All of my (female) coworkers at one of my jobs are impossibly thin (and one is a model!).
Another of my best friends just got a new Prius.
Former coworkers of mine are traveling, buying cute clothes, etc.
Some of my sorority sisters get way better grades/internships/jobs than I do.
...And I'm completely jealous. I mean absolutely green with envy. I look at my own life in comparison and I feel physically sick.

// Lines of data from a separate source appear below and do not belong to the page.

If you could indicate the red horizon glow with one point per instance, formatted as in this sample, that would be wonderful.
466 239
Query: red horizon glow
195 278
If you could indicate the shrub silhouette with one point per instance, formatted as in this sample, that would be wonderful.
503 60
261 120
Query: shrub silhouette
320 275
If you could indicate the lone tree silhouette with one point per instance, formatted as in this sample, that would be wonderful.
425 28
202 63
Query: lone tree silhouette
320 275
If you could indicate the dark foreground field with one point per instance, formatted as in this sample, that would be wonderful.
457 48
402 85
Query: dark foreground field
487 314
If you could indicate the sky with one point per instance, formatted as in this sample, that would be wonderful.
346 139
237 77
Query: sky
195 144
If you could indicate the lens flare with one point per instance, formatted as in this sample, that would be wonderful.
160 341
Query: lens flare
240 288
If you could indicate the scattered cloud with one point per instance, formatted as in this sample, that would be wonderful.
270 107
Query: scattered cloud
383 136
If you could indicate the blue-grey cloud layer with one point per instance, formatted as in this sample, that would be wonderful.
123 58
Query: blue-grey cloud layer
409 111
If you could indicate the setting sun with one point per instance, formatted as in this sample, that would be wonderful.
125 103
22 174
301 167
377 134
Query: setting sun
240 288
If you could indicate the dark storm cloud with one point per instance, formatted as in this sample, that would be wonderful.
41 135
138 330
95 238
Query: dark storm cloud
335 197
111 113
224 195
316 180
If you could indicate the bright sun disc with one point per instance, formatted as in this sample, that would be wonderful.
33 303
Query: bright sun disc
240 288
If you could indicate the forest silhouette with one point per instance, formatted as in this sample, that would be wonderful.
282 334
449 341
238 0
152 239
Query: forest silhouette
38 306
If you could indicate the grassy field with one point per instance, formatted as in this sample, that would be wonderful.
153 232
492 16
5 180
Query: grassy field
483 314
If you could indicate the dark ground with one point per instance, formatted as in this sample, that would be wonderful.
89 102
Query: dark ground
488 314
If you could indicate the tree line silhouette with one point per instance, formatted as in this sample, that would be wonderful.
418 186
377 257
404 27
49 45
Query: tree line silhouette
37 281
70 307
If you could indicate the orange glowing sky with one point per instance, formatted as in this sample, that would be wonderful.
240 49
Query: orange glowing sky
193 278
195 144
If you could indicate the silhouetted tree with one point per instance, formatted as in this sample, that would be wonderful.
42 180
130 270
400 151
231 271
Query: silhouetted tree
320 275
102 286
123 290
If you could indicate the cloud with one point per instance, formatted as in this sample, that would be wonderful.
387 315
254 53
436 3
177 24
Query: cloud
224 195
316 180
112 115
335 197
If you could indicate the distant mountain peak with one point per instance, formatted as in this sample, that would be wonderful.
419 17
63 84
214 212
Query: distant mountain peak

Why don't I have a job that I really love? Why can't I buy a new car? Why am I still overweight and unhappy about it? I wish I could afford to buy new clothes and go on trips! My GPA has slipped an entire point, what's wrong with me? I'm never going to get a better job/internship/scholarship...
You get the idea.
But then one late night (because that's always the time I have really introspective thoughts) I realized that I don't have any of those things because of one person:
Myself.
I don't have a job I love because I'm afraid to do what I need to do to really put myself out there.
I don't have the body I want because I don't eat a healthy diet and I don't exercise.
I don't have a Prius because I'm still paying off my Hyundai.
I haven't traveled or bought clothes because I don't budget my money wisely (or make enough, but that's a different post...and related to my first point).
My GPA slipped so far because I didn't have or do what was necessary to get good grades (it's hard to study when you legitimately can't afford textbooks...the beginning of the year was rough). I don't apply myself enough.
The only person standing in the way of what I consider successful is myself.
The only person standing in your way is you.